Though there were no escapes under Callahan's tenure, which began in 1999, former guard, retired Master Sgt. Ken Lucas remembers inmate Charlie Scott from the early 1990s.

He jumped a fence from atop of the mess hall and escaped," Lucas said. "They finally caught him and sent him to Fort Leavenworth."

Lucas and former guard, retired Master Sgt. Doug McCallister were two of the orginal corrections specialists at the RCF in 1977. They were recognized during the ceremony by Inch, who presented them with his coins. McCallister and Lucas still work in the corrections field.

The Midwest JRCF opened June 26 and can house 468 prisoners plus 48 special management inmates, Grande said. JRCF prisoners have sentences of five years or less. Prisoners with sentences of more than five years go to the USDB, the military's "big house," which is adjacent to the JRCF.

About 80 inmates from Fort Sill were transferred to the JRCF beginning in October. The last two prisoners here left Nov. 1. They were in pretrail confinement and taken to a Grady County (Okla.) confinement facility, which has an agreement with the Army, said Col. Raymond Lacey, Garrison commander.

The 76 RCF Soldiers were corrections specialists assigned to the 40th Military Police Detachment. They will be transferred to military corrections facilities at Guantanamo Bay, Cuba, Fort Leavenworth and Germany; as well as brigade combat teams Armywide, Callahan said.

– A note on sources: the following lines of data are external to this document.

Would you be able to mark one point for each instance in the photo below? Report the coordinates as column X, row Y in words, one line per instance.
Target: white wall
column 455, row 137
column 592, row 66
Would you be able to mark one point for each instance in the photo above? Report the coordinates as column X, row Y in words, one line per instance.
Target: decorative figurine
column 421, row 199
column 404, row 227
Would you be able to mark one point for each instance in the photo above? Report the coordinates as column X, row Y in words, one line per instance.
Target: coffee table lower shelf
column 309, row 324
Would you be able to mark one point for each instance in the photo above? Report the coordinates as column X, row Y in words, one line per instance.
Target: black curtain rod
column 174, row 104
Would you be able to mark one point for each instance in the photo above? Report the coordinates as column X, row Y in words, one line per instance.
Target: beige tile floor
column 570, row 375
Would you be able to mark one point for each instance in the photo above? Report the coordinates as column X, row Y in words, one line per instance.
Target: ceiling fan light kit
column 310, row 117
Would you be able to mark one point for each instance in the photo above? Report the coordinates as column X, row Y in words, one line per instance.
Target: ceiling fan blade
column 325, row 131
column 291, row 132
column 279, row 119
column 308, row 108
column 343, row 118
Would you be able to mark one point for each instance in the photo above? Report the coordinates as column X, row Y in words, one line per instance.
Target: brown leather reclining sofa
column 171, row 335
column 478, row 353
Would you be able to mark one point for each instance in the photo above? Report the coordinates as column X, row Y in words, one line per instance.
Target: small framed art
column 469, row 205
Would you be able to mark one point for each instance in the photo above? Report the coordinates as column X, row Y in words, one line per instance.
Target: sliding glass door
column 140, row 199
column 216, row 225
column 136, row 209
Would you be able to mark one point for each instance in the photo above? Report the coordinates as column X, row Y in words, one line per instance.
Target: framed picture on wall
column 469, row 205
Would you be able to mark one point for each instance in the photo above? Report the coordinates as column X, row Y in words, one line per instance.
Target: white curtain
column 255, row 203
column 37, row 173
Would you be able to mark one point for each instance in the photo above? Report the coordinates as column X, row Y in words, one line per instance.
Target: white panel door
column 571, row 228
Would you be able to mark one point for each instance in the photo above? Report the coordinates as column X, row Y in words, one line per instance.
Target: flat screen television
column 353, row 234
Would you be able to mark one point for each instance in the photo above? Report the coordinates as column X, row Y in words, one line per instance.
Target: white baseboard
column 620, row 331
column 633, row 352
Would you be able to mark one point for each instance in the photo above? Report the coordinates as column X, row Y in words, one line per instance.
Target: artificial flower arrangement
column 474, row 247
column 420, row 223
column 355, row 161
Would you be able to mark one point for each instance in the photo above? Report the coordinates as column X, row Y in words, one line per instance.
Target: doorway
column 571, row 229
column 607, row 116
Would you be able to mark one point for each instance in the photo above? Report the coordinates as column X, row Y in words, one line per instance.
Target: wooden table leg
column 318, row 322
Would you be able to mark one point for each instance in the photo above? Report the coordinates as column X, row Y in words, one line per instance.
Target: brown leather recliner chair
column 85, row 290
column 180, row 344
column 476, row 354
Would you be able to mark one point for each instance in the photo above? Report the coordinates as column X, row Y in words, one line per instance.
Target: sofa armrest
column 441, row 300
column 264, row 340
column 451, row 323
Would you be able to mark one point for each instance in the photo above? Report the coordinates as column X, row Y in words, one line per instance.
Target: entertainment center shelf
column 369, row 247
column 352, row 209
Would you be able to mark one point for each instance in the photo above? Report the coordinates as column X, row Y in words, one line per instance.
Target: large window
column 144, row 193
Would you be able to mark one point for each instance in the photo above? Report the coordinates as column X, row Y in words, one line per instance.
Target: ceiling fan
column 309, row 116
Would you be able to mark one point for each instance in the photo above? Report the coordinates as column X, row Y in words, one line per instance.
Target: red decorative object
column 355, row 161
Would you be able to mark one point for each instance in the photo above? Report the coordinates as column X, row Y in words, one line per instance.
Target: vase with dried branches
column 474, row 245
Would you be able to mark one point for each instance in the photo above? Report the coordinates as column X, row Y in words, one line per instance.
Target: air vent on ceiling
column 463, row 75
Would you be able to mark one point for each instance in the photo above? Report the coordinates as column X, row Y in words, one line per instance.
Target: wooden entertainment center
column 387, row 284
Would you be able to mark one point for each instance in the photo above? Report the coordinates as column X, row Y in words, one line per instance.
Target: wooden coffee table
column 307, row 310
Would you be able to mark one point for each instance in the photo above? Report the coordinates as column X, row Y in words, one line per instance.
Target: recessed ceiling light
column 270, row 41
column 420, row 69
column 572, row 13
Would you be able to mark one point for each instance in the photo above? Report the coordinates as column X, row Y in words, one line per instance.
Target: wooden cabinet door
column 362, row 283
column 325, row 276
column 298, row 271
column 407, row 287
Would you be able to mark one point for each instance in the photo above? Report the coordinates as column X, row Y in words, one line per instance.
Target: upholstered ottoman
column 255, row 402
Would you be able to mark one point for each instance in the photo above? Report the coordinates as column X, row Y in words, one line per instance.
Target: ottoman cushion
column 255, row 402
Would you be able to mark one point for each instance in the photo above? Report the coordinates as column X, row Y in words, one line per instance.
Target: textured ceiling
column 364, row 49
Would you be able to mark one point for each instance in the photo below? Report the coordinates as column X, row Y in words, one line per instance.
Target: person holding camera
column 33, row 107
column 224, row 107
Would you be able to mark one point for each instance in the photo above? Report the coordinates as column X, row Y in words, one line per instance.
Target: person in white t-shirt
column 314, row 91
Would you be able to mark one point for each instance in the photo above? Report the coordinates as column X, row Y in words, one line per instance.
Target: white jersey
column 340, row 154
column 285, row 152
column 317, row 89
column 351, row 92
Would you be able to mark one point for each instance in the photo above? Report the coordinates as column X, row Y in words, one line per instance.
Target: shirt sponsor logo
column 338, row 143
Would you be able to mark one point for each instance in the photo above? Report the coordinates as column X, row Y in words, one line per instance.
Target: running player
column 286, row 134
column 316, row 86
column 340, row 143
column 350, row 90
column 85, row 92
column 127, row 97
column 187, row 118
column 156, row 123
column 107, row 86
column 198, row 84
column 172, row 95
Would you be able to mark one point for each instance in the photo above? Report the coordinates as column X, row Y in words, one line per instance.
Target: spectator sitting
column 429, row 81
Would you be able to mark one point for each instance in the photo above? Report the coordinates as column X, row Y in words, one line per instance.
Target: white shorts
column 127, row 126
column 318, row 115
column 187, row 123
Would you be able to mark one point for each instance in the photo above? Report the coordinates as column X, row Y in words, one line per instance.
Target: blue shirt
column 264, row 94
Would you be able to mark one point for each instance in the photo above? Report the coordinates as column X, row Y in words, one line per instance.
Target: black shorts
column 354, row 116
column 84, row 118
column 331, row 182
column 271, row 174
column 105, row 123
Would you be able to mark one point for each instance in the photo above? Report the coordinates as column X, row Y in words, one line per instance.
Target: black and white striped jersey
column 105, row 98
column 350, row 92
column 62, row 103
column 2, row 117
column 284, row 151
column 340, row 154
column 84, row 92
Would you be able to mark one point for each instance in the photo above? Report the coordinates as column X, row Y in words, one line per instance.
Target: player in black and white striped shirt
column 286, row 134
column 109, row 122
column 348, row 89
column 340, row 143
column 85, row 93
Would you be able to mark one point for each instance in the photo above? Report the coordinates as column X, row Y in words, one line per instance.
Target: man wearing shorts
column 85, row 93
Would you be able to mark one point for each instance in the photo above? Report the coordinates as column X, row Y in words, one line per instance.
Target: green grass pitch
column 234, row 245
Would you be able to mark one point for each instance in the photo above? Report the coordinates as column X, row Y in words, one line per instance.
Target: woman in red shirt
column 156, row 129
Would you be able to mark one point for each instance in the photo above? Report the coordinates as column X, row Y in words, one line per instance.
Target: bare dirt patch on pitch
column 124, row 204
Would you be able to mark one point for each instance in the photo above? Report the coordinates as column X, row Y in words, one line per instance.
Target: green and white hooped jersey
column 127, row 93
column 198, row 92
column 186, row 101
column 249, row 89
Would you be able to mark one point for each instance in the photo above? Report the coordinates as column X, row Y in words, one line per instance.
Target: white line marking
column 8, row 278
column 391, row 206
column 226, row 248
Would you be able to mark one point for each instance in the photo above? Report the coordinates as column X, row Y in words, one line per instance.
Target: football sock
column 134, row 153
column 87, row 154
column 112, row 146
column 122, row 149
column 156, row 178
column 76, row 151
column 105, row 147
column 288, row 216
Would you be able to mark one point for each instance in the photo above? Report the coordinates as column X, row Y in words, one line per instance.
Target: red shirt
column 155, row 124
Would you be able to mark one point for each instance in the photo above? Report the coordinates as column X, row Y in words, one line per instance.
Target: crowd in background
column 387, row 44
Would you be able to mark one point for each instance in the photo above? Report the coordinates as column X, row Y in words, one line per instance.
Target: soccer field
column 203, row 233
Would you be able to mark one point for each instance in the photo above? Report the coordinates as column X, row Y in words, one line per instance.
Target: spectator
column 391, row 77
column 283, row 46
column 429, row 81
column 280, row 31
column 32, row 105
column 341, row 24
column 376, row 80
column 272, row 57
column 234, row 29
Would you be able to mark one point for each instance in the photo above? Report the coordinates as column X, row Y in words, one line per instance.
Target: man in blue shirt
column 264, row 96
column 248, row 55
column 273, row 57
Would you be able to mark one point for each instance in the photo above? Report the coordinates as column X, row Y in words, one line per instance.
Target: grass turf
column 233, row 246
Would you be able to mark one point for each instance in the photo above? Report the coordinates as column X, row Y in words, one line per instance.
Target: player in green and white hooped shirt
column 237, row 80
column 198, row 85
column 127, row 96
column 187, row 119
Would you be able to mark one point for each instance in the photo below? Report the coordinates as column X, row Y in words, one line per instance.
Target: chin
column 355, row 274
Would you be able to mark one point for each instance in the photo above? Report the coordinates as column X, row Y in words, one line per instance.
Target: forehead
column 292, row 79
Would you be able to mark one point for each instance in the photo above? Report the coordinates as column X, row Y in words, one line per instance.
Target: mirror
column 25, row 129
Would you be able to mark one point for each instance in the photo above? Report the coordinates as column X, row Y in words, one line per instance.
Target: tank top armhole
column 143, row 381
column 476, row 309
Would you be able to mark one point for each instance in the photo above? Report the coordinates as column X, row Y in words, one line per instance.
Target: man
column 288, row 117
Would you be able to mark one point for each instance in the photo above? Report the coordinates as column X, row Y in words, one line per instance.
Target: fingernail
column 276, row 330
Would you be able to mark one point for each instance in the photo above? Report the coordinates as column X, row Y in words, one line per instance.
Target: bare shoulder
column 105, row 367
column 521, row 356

During the ceremony, Callahan passed the cased guidon to Inch symbolizing the relinquishment of his command. Inch then passed the cased guidon to Command Sgt. Maj. Jay Grady, RCF CSM, who returned it to the guidon bearer. The guidon bearer removed it from the ceremony symbolizing the deactivation of the unit.

So what will happen to the RCF buildings'

The Army Corps of Engineers will study how the facilities can best be used and that will take about one year, Lacey said. There are a number of organizations that are being considered to be housed at the RCF, he said.